Endoscopic Ultrasound Guided Tissue Sampling (The SharkBITE Study)

Pancreas Cancer Clinical Trial

SharkBITE

Official title:
SharkCore Biopsy Needle Versus Standard FNA Needle in the Diagnosis of Solid Pancreatic Masses a Randomised Controlled Cross-over Trial of EUS Guided Tissue Acquisition - The SharkBITE Study

Clinical Trial Details — Status: Completed

Administrative data
NCT number NCT03532347
Other study ID # 8090
Secondary ID
Status Completed
Phase N/A
First received
Last updated
Start date May 22, 2017
Est. completion date November 4, 2018

Study information
Verified date June 2019
Source Newcastle-upon-Tyne Hospitals NHS Trust
Contact n/a
Is FDA regulated No
Health authority
Study type Interventional

Clinical Trial Summary

This study compares the diagnostic performance of Endoscopic ultrasound (EUS) guided fine needle aspiration and EUS guided core biopsy (SharkCore) in patients with a solid pancreatic mass.

Description:

Endoscopic ultrasound (EUS) guided fine needle aspiration (FNA) and fine needle biopsy (FNB) are the standard methods for obtaining tissue samples from tumours of the pancreas. The diagnostic accuracy by strict criteria is around 75-80%. A non diagnostic sample causes delay and the need for a repeat procedure. To date no significant difference has been found between standard FNA and standard FNB needles. A novel opposing bevel design (SharkCore) needle for FNB may provide better diagnostic performance. The aim of this study is to compare the performance of a standard needle and the Sharkcore needle. Patients attending for routine biopsy of a suspected pancreatic tumour will be invited to participate. All participants will have 3 samples taken with each needle. The samples from each needle will be processed and reported separately with the pathologists blinded as to the report from the other needle. Following the procedure participants will be observed as normal in the recovery area and allowed home later. Further study participation is limited to 1 telephone call at 7 days. Participants will be asked if they have developed any new symptoms since the procedure and whether they have had to seek medical attention for this.The risks of the study procedure are the same as those of a non study procedure. Both needle types are in routine use in our unit. The study will be performed in the endoscopy unit of the Freeman hospital. The study is funded by a grant from Medtronic the company who make the Sharkcore needle. The study is planned to recruit 108 participants over 10 months with a further 6 months of follow up. If the new needle is found to perform better its routine use will potentially reduce the delay experienced by patients as well as the cost incurred by repeat procedures.

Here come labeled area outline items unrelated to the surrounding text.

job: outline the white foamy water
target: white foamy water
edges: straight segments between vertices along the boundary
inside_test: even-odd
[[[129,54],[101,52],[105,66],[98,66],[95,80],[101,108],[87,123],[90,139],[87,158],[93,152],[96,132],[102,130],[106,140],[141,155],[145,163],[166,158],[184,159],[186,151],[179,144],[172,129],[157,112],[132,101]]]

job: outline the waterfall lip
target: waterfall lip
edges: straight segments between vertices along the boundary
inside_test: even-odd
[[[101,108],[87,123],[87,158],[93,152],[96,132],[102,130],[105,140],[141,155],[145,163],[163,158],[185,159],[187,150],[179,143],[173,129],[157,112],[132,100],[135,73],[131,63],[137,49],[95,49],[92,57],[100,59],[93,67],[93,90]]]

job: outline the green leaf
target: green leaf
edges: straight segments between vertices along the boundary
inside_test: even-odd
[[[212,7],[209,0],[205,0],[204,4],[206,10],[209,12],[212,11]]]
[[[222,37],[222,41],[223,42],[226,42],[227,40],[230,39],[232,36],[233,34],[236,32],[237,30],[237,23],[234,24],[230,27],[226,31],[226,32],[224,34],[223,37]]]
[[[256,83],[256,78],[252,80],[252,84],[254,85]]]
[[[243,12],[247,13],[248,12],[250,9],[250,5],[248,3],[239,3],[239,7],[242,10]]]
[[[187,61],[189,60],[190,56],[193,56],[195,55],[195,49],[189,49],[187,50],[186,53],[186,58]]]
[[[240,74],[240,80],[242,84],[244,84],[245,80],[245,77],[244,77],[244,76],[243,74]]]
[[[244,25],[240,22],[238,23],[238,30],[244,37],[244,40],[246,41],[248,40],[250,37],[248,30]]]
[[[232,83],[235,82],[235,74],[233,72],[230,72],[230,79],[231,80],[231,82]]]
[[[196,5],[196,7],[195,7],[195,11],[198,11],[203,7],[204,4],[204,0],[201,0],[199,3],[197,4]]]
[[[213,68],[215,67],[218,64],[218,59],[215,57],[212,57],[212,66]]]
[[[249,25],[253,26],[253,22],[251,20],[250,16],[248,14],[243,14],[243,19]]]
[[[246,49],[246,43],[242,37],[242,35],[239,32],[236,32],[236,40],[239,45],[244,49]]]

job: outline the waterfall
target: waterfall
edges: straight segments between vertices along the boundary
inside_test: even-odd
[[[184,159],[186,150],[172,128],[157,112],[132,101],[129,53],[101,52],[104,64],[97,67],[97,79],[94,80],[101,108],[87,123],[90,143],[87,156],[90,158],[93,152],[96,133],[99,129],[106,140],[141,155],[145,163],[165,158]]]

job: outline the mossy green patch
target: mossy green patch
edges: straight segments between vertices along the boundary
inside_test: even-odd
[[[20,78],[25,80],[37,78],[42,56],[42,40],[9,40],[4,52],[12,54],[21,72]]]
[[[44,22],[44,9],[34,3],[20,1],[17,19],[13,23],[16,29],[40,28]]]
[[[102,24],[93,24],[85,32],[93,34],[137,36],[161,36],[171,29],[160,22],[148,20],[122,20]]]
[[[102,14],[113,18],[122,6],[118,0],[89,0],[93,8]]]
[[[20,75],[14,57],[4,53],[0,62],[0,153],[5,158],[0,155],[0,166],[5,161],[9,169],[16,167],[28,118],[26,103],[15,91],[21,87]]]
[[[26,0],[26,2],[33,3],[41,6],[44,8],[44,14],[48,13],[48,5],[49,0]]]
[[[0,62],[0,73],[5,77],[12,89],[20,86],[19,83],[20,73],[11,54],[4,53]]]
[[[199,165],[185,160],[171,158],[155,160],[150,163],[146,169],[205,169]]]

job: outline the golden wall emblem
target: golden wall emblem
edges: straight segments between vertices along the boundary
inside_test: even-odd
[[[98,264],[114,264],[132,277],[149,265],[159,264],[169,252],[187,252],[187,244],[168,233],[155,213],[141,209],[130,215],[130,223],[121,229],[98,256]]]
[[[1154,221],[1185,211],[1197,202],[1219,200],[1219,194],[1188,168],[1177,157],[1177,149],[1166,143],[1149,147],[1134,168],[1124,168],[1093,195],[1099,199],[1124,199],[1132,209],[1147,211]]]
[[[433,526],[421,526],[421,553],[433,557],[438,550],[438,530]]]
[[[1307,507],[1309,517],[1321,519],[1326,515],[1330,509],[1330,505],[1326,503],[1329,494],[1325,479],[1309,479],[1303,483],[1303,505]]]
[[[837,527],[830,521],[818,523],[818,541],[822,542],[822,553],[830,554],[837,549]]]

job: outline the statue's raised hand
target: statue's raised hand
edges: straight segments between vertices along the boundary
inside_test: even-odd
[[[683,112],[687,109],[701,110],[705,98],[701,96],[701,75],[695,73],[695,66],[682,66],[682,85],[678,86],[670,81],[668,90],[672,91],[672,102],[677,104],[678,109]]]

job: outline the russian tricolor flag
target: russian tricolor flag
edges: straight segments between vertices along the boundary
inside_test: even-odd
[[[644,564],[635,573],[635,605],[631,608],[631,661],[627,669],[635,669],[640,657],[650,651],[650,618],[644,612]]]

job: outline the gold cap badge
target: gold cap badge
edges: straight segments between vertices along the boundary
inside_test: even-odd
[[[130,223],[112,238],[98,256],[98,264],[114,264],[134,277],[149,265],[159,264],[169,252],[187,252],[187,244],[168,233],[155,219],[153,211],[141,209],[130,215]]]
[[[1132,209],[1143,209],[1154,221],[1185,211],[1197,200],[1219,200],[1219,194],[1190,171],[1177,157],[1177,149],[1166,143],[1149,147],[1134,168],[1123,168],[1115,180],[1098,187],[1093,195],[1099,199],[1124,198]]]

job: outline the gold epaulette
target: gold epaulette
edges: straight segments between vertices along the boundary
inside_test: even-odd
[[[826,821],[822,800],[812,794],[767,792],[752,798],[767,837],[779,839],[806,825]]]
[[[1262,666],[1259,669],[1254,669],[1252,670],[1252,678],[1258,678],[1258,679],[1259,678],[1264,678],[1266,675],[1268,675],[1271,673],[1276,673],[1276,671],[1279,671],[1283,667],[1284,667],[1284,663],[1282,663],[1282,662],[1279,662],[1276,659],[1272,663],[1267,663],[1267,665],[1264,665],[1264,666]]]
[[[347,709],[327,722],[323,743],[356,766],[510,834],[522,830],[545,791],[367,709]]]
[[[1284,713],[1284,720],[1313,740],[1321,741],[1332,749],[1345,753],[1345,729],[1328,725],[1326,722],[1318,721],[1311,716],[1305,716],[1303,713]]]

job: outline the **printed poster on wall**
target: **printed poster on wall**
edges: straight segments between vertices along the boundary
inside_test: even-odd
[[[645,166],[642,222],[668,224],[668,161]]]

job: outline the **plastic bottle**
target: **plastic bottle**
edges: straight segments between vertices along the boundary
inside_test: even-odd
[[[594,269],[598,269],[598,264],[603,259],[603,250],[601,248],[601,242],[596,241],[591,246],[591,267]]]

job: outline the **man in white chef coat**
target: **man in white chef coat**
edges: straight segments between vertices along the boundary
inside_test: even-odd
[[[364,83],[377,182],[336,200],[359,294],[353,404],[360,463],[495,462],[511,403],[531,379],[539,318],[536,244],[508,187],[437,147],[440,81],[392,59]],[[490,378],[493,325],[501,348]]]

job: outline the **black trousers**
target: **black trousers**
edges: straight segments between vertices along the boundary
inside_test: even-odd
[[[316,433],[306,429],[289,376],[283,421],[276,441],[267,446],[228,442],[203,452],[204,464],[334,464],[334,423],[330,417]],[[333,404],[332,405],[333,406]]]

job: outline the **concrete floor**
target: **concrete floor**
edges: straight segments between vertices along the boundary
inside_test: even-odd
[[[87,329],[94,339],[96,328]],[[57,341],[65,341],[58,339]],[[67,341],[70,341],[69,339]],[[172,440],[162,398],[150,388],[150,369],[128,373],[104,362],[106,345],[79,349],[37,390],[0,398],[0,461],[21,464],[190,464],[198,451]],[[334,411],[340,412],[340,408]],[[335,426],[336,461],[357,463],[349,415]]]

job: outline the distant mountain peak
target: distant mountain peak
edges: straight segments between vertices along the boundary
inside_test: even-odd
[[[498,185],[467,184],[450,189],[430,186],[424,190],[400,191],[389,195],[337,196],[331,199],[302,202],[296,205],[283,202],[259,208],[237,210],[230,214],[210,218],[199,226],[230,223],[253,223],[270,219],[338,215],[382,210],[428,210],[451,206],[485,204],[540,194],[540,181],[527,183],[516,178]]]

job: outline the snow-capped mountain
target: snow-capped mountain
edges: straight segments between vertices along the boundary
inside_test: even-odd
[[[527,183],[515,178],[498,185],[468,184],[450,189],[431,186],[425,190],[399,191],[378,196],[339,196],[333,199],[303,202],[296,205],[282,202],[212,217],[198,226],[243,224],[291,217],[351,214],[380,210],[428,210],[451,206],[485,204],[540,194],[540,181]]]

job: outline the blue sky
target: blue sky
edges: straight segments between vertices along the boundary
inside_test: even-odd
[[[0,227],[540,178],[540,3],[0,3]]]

Recruitment information / eligibility
Status Completed
Enrollment 108
Est. completion date November 4, 2018
Est. primary completion date May 4, 2018
Accepts healthy volunteers No
Gender All
Age group 18 Years and older
Eligibility Inclusion Criteria:

- Adult patients 18 years and above with a solid pancreatic mass of any size, needing to Undergo the EUS examination to collect sample for diagnosis will be recruited for the study. The definition of a solid pancreatic mass will be based on an ultrasound or a CT scan result or based on the findings of a EUS examination done prior.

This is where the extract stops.